I tried to make "a ball" more of a learning game by putting the bottle cap in one hand, the ball in the other, and then asking, "Where is the cap?" Amos would then slap the ball out of my hand while squealing. I would shake my head and say, "No." Then he would shake his head. Then I asked, "Where is the ball?" He promptly slapped the cap out of my and hissed. Then he crawled away.

Either Amos tires of his mother's attempts to create games, or his mother has yet to figure out the sophisticated rules to his playtime.

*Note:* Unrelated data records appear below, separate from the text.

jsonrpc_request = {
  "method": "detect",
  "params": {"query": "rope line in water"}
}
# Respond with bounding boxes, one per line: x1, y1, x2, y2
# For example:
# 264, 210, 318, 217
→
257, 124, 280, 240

Who's on for a game of, um, Thingy? You know, the thingy game with the letters. You know, Shitfist Twist. I mean, Word Twist.

Damn it.



10 beautiful people muttered something back:

Phil "Needed a Longer Nap" said...

To be fair to your brain, I doubt you ever actually knew where Mauritius is. Mauri-shitfist is more like it! Har! Har!

Gareth said...

I thought this was a blog about peas and faggots (Mr brains faggots and peas ) a disgusting meatballesque meal !!!

oh well... can i join the ball game ?? can i ?? we bought Darcy a ball at the weekend, she rocked with laughter !!! ( it was not that funny eh??)

LceeL said...

Whatever he's doing makes sense to him. What will make you crazy is trying to make sense of the nonsense that makes sense to him.

Stephen said...

Ah crap! Just I was getting close to your score, your IQ have gone up to 114. I'm stuck on 105.

Lil Mouse said...

umm? i ALWAYS forget stuff. it started after college. i said something to my husband about the sucky thing (vacuum) and he almost lost it. i guess when i'm preggo, i'm ROYALLY screwed. i say thingy for everything. son of a... beep!

Judy was here said...

ahh.. the first year of motherhood. You begin to wonder if you're whip smart adult brain will ever come back. (it will, but enjoy the inner child that gets to play ball for no reason too)
The second year is when you think you'll never do anything but pour juice and wash sippy cups.

That's when going back to work doesn't seem like such a daunting idea. Start looking for a Mrs. Doubtfire (or responsible 14 year old) now. You'll be glad to have the help when it's time to bust out :)

Jenty said...

LOL, nothing better than goofing off for the day!
As for FB, I'm addicted to Scramble. :)

imaginary binky said...

Phil "should sleep with the fishes" - Har har, indeed.


Gareth - Peas and faggots? Whoa, dude. That means something VERY different here in the States. Heheh...


LceeL - I'll try to remember that when he's screaming in my ear.

imaginary binky said...

Stephen - I'll dumb it down for you. Or, I'll help you out. For instance, Mauritius is near Madagascar, which is to the lower right of Africa. Mauritius is not, in fact, in South America. (Not that I thought that. Nope. No, I didn't. Argh...)


Lil Mouse - Phil forgets everything. Maybe we're even now.


Judy - Is Robin Williams available to babysit Amos? I suspect Amos would just smack Robin in the face after hearing him babble on and on. At least, I would.

imaginary binky said...

Jenty - Ah, Scramble. How it has entrapped me. Haha.